不過,就算約定的時間到期,這傢伙大概也還是會以別的名堂支使他們的。比如,“反正遲早是下一任門主,就當提前為新門主做一點小事嘛”之類的。
護法沉默了片刻,決定結束這個話題,“所以您今日大駕光臨,又有什麼吩咐?”
“吩咐談不上,問你一些事。”沈棲棠取出一瓶香露,遞給他,“關於這個,護法可知道什麼?”
香露是昨晚阿殃從黑市裡一個無人的鋪子裏摸出來的,那鋪子的主人不在,門卻開着。小姑娘在百寶齋混得久,對香的味道十分敏銳。
神子澈派了人混入黑市,盯着那間鋪子,但是鋪主似乎已經察覺到了什麼,不僅徹夜未歸,還雇了個人,在鋪子外點了火。

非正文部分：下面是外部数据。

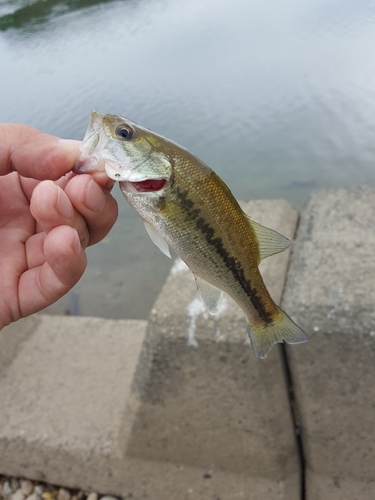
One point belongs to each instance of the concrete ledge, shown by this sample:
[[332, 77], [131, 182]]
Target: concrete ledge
[[186, 411], [330, 291], [204, 399]]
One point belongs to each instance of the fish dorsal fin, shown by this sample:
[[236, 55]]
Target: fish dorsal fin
[[157, 239], [210, 294], [269, 241]]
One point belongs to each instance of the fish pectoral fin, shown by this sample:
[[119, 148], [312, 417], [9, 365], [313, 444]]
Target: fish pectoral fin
[[157, 239], [283, 329], [269, 241], [209, 293]]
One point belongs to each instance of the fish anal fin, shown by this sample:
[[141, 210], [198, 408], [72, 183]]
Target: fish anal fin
[[157, 239], [209, 293], [269, 241], [283, 329]]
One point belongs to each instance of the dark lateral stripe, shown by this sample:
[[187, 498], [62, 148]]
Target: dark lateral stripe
[[231, 263]]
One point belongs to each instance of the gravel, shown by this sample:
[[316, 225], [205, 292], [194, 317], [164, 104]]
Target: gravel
[[12, 488]]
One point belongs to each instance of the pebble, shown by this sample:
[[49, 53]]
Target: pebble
[[27, 487], [6, 489], [38, 490], [63, 494], [18, 495], [49, 495], [14, 484], [33, 496], [12, 488]]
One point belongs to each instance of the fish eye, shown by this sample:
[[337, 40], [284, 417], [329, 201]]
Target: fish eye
[[124, 132]]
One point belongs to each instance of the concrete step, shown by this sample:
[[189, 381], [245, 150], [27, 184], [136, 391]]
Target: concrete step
[[184, 410], [330, 291]]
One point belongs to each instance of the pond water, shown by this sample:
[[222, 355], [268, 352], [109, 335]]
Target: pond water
[[277, 97]]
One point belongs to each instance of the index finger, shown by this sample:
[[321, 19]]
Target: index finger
[[34, 154]]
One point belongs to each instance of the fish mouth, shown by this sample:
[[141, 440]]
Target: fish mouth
[[145, 186]]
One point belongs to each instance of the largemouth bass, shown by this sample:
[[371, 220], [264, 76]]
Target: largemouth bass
[[186, 206]]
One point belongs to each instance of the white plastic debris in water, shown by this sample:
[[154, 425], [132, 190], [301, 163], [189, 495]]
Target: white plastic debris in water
[[197, 307]]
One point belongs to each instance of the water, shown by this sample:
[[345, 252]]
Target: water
[[278, 98]]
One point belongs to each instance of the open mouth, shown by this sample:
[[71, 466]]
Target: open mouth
[[149, 185]]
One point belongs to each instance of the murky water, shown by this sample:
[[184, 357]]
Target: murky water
[[277, 97]]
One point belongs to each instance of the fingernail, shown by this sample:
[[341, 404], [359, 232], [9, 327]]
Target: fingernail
[[70, 143], [77, 247], [63, 205], [95, 198]]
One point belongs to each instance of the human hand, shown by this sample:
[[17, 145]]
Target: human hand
[[47, 219]]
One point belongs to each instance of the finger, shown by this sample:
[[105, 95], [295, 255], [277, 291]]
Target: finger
[[65, 262], [34, 154], [94, 203], [51, 207]]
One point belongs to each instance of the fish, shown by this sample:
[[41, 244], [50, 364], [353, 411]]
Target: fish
[[186, 206]]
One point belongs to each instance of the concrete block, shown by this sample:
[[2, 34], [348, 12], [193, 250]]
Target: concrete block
[[186, 411], [330, 292], [204, 399]]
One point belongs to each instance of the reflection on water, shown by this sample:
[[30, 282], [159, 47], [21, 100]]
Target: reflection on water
[[27, 16], [278, 98]]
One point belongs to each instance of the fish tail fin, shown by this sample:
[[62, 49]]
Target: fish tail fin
[[283, 329]]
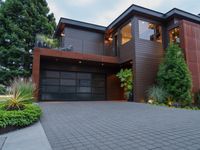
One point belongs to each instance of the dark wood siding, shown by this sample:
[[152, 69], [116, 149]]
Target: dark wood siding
[[126, 52], [190, 42], [147, 57], [84, 41]]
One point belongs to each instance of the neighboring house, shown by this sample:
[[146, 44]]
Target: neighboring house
[[90, 55]]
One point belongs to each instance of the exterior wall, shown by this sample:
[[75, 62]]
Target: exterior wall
[[114, 91], [126, 52], [84, 41], [146, 60], [190, 38]]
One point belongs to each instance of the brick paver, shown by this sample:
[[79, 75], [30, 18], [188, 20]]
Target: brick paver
[[119, 126]]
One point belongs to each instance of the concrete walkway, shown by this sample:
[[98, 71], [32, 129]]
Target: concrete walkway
[[30, 138], [119, 126]]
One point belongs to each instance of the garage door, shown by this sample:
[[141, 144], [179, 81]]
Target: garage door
[[69, 86]]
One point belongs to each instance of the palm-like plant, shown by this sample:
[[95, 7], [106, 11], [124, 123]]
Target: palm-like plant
[[22, 91]]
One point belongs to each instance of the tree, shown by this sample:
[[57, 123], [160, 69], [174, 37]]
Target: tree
[[126, 78], [174, 75], [20, 21]]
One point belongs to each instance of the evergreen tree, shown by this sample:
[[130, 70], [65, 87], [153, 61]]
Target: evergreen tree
[[174, 75], [20, 21]]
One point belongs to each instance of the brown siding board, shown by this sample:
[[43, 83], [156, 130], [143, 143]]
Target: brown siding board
[[190, 38], [148, 56]]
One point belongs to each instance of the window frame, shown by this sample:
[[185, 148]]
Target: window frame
[[154, 35], [120, 32]]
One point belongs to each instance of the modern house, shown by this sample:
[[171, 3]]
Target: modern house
[[84, 67]]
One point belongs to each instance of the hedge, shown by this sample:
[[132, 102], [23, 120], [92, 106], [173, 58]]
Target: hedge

那間鋪子裏還有許多摻着嶙峋草的香料,據說氣味都各有千秋。
思忖間,護法皺眉,“這香好像是門主調的,氣味有些像。”
沈棲棠臉色一變,“什麼?”
“不過門主早就不碰這玩意兒了!”護法連忙解釋,“這都是很多年前的事了,老門主晚年時為了緩解傷病之痛,格外偏愛嶙峋草,所以才讓門主用這東西調了許多香,其中就有這樣的。”
“可是我在你們藏書樓並未見過這種香方。”
“因為老門主下葬時,門主將香方都陪進墓里了啊。不過,當時門中有不少人都遵循老門主的吩咐,按照香方調製過這個,所以知道的人不少。如果與黑市有關,或許,可以懷疑一下……”
那位長老。
沈棲棠自動補全了他的話,有些頭疼。
護法瞧瞧湊過來,“我已經讓人偷偷去長老隱居之處看了,他在屋外布下重重陣法,但無論門中弟子如何闖陣,屋裏都沒有動靜,想必,是真的不在山中。”
“那,如果他下山與王都勢力勾結,他最想做什麼?”
沈棲棠只是隨口一問,對答案也沒報多大期望。
但護法彷彿是聽見了什麼廢話似的,一嗤,“那肯定是稱霸啊!他們那個輩分的人,野心不死,而且要的還不止是稱霸武林,他們還異想天開,想稱霸整個江山呢!”
“……???”
沈棲棠愣了愣,無言以對。
這麼理所當然的嗎?
可是想稱霸,為什麼還要和齊王府有所牽扯?
他當時直接和皇帝談不好么?
沈棲棠皺眉,突然琢磨出些許不對勁來,“對了,你們這位長老,今年多大年紀?”
“比門主大十歲,三十七出頭。”
少女一驚。
白少舟上回說他們小時候聽這位長老講江湖舊事,她就以為這人少說也是六十開外的年紀!
她回到府里,匆匆忙忙逮住神子澈,“顧時弈多大歲數?”
“二十九吧。”
“……”
沈棲棠頓時又打蔫了。
她還以為抓住了什麼關鍵來着。
神子澈聽她垂頭喪氣地捋出失敗的推測,不禁笑了笑,“倘若如你所想,顧時弈就是那位上邪門的長老,虞晝持當初又何必大動干戈去抓上邪門的人?”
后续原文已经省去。